Durant ces deux ou trois derniers mois je me suis amusé comme un petit fou. Je faisais attention au prix de mon cadi, je cherchais parmi les caissières celles qui dépassaient les cotas officiels et parmi elles les plus généreuses. Arrivé chez moi, je comptais les étiquettes collées et celles qui me manquaient pour avoir un couteau de plus. Pendant la semaine, je me répétait quelque fois de bien penser à demander mes étiquettes, au cas où, j’anticipait le moment où j’allais rafler mon gros lot. J’angoissais un peu qu’il n’y en ai plus en stock et qu’on me propose un lot de consolation décevant… oui que le système par incompétence ou malveillance me spolie de mon butin. Deux jour avant d’écouler mes étiquettes j’étais en transe, j’allais avoir mes couteaux, mes couteaux, mes couteaux.

Et puis je les ai eu, et au final une fois déballé… ce n’était plus que des couteaux… juste ça, le soufflet est retombé, et les ustensiles sont allé se perdre dans un de mes tiroirs avec tous les indispensables inutiles. Je n’étais pas réellement déçu, j’étais juste prêt à découvrir la promotion suivante, et connaissant carrefour j’était un peu triste d’avoir à attendre un an avant qu’il y ai quelque chose de réellement intéressant pour moi. En fait j’était un peu émerveillé qu’à quarante ans passés je sois capable de me laisser prendre au jeu de la sorte et que je me comporte avec la même exubérance que les gosses de la voisine.

En dehors d’un tiroir un peu plus plein de couteau pas vraiment utiles, ce petit délire s’est avéré sans conséquence, et au final a pimenté ma vie, je me suis réellement bien amusé avec ce concours.  Les promotions carrefour en fait des tonnes toute l’année mais il est rare que les propositions collent avec mes besoins et mes aspirations, mais quand ça colle j’adhère au mouvement et j’en joue le temps que va durer l’offre. Pendant cette période, ma vision du monde, ma manière de fonctionner est altérée, et aux règles du jeu habituelles qui régissent mon existence s’ajoutent celles de la promotion. Mon organisation interne est partiellement reconfigurée pour lui allouer l’énergie et l’investissement émotionnel nécessaire.

Pour moi cette petite expérience est un exemple de balancier anodin. A titre de rappel, d’après Vadim Zeland, les balanciers sont des structures énergétiques invisible mais extrêmement puissantes qui régissent nos vies. En compétition pour notre attention et notre énergie, elles proposent un domaine où concentre notre attention et un ensemble de règle. C’est une sorte de secte formelle ou pas, et tout comme celles-ci elles tirent leur force autant de l’engouement de leurs endoctrinés que de l’agressivité de leurs opposants.
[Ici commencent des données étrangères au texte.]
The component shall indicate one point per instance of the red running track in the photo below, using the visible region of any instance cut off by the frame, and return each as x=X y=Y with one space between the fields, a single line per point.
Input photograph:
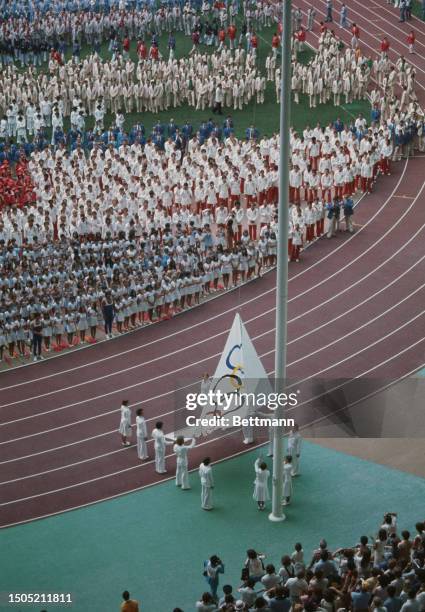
x=356 y=309
x=375 y=19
Il n’y a rien qui brule aussi fort et aussi beau qu’un martyre. Ces structures ont des effets dévastateurs sur notre qualité de vie, mais on ne peut dire qu’elles sont entièrement négatives, tout va dépendre notre position dans le club. Par exemple, les mass médias sont des structures fondamentalement destructrices engendrant désolation et haine dans le cœur de ceux qui les consommes mais c’est une industrie qui enrichie déjà les gens qui y travaillent et ceux qui savent les exploiter, et pour tout ceux là le bilan est loin d’être négatif.
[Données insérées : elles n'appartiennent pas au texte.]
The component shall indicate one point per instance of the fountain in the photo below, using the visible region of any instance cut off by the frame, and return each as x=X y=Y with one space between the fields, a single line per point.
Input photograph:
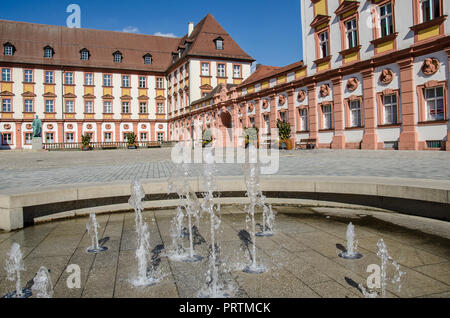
x=147 y=275
x=252 y=171
x=382 y=252
x=42 y=286
x=14 y=265
x=188 y=202
x=352 y=244
x=215 y=288
x=92 y=228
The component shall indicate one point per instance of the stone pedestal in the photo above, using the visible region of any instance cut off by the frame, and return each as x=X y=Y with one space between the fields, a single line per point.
x=36 y=143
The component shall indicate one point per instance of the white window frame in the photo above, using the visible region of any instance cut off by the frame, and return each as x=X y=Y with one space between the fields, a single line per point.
x=205 y=69
x=28 y=76
x=324 y=43
x=221 y=69
x=388 y=17
x=351 y=33
x=434 y=100
x=390 y=109
x=355 y=113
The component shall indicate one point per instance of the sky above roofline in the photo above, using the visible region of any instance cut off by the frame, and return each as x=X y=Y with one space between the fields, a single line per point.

Alors que j’écris cet article on est la veille du second tour, un moment idéal pour être en contact avec un groupe de balancier particulièrement puissants : les partis politiques. Même si encore une fois il y a une foule de gens qui savent profiter d’eux, ils sont pour moi parmi les plus puissants qui sont actifs (en ce moment). Difficile de faire plus polarisant que la politique, et avec l’effondrement d’une certaine civilité et bienséance, ça s’est fait dernièrement encore plus retranché et explosif… Bien sûr c’est à l’échelle de ma petite vie… car on n’a pas besoin d’aller bien loin géographiquement ou dans le temps pour trouver des situations bien plus tendues que dans notre hexagone le 23 avril 2022. Les élections nous squattent l’encéphale, nous amène à prendre position, à critiquer le camp adverse, voir à déshumaniser complètement cette bande de décérébré. On renforce la structure énergétique du pendule de notre choix mais aussi ceux des partis que l’on abhorre.

Les choix fait par les politiques nous affectent et il est donc tout à fait naturel d’avoir envie de réagir voire d’intervenir. Avoir son avis peut sembler important pour nous, et l’exprimer tout autant. Se dire c’est exister, clarifier, c’est se définir, c’est agir, c’est se donner une épaisseur, c’est tirer un trait entre moi et le monde, et un autre entre eux et nous, C’est signer sa carte du parti. Et puis il y a la réalité des choses, il y a les autres inscrits sur les listes électorales, les 48,7 millions de français qui ont aussi la possibilité de faire entendre leur voix. Une fois l’abstention prise en compte votre voix compte pour 0,000 0032 % des résultats. A ma connaissance pas une élection présidentielle ne s’est jouée à 1% près et encore moins à 0,000 0032%. Donc à titre individuel ma voix ne compte absolument pas, je n’ai absolument aucun impact sur l’issue de cette élection. Je le sais mais ça ne m’a pas empêché d’aller voter il y a deux semaines. Je connaissais les chiffres, mais j’ai momentanément oublié la futilité de l’exercice, j’ai voté selon mon cœur mais surtout selon les lignes de mon environnement et de mon cortège, j’ai acheté ma carte de respectabilité.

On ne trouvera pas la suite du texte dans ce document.